In 2013, artist and self-proclaimed civic “actioneer” Evan Meyer launched a neighborhood beautification project to spruce up a single Santa Monica corridor by partnering with fellow artists and placing murals up and down Lincoln Boulevard. In the years that followed, the project evolved into Beautify Earth, an expanded version of the modest Westside mural project that’s resulted in 9,000 works being painted on walls across the globe.
In February, Meyer and co-founders Paul Shustak, Ruben Rojas, and Igor Beylin launched Beautify, a for-profit tech platform and offshoot of the Beautify Earth non-profit. The website matches artists’ profiles with commercial and residential building owners who want to fund murals on their walls, as well as sponsors including American Express, Starbucks, AT&T, Heineken, Zappos, and TOMS. To date, more than 400 artists have registered on Beautify.https://www.instagram.com/p/Bs31XU8geK7/
In March, the coronavirus led to sweeping business closures as safer-at-home orders went into effect. But even in quarantine, Meyer and Beautify artists have continued to color the landscape, interpreting the effects of the outbreak in their work like so many other street artists around the world. So far, Beautify murals have gone up on walls and boarded-up windows outside more than a dozen shuttered stores, restaurants, and clubs, from Pasadena to Santa Monica, giving the artists an opportunity to keep expressing themselves and earn money during a shaky time while giving neighborhoods a shot of optimism.
“There are three things we try to get the artists to focus on,” Shustak says. “Celebration, community, and health.”
You can see those themes on the boarded-up Sur La Table near Third Street Promenade, where Meyer, Rojas, and other artists painted “Togetherness!” in big, red letters. Or on the boarded-up Wasteland vintage clothing store a few blocks away, where Corie Mattie painted “After the Plague Came the Renaissance,” referencing Michelangelo’s The Creation of Adam and the Renaissance movement that emerged from the Black Death in Europe. You can also see it on Meyer’s mural of a simple flower outside of a yoga and taichi studio in Pasadena that resembles stained glass.

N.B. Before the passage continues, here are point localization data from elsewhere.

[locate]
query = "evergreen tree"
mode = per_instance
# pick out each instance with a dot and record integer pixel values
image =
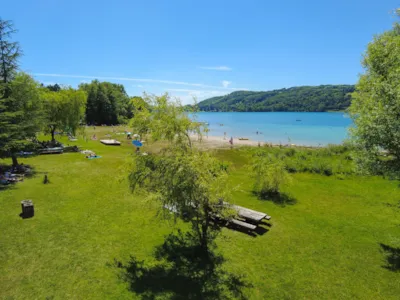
(20, 116)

“The reason why we’re around is because there are millions and millions of walls and structures that look like prisons,” says Meyer. “We don’t have to live in a world of grey, beige cinder blocks. If you put positive messages and color in people’s lives, they feel better and treat people better. You have a self-perpetuating world of color, inspiration, and joy. If not, the alternative is garbage.”
Rojas, a full-time artist, is responsible for more than 100 murals across the country. As a response to the pandemic, he painted “You Can’t Quarantine Love” outside the Chestnut Club and “Love is Standing Six-Feet Apart” outside Rustic Canyon, both in Santa Monica.https://www.instagram.com/p/B-m1rSTnHSK/
“A lot of my work is living through love,” says Rojas. “It’s not coming from a place of fear or anxiety. Quarantine is such a negative buzzword. We’re not a government voice. People are tired of hearing, ‘Stay at home!.’ I can do my art and still follow the rules and get people to feel safer. You can’t quarantine love no matter how isolated you feel.”
Rojas adds: “Murals are not only good for the health of the community, but they’re a crime deterrent. Art attracts eyeballs. It attracts visitors. So it’s gonna make it hard for people to loot businesses.”
Corie Mattie, who lives in Hollywood with her doctor brother, has created several murals under the hashtag #LaHopeDealer, a play on the image of the neighborhood dope dealer. But instead of drugs and poisoned candy, Mattie says she’s handing out “positivity and hope.” Her first project for Beautify is located on the back of an empty pop-op shop in West Hollywood. Painted canary yellow, the mural reads “Cancel Plans. Not Humanity” and features a likeness of Mattie wearing a mask and trench coat, along with the word “Hope,” the Twitter icon, a laptop, praying-hands emoji, and cell phone.
“You can cancel plans, but you can still stay connected to your friends and family,” says Mattie.
Mattie’s work has become such a viral hit she regularly sends out DIY stencils of her mural to other people who’ve displayed them in cities like New Orleans, San Francisco, Boston, and Austin.
“I wanted people to tap into their creativity and feel a part of it,” Mattie says. “This is a weird time. People are struggling mentally, too. It’s a way to express themselves. It’s like art therapy. This is an L.A. thing, but I wanted to close the gap in terms of community. It could apply to any city. If I can’t be there, my pieces can be there.”
Recently, Beautify launched a new campaign called “Back to the Streets,” which aims to get 1,000 murals by 1,000 artists in 100 cities as they reopen after the lockdown. For each mural, the artist makes $7,000.
“It’s a campaign to bring people back to the streets in a joyful, community-minded way, but not too soon,” says Shustak. “We wanna remind people what they loved about being out in public and in the community. It’s also a way to protect and save urban spaces from blight that occurred during this time of neglect.”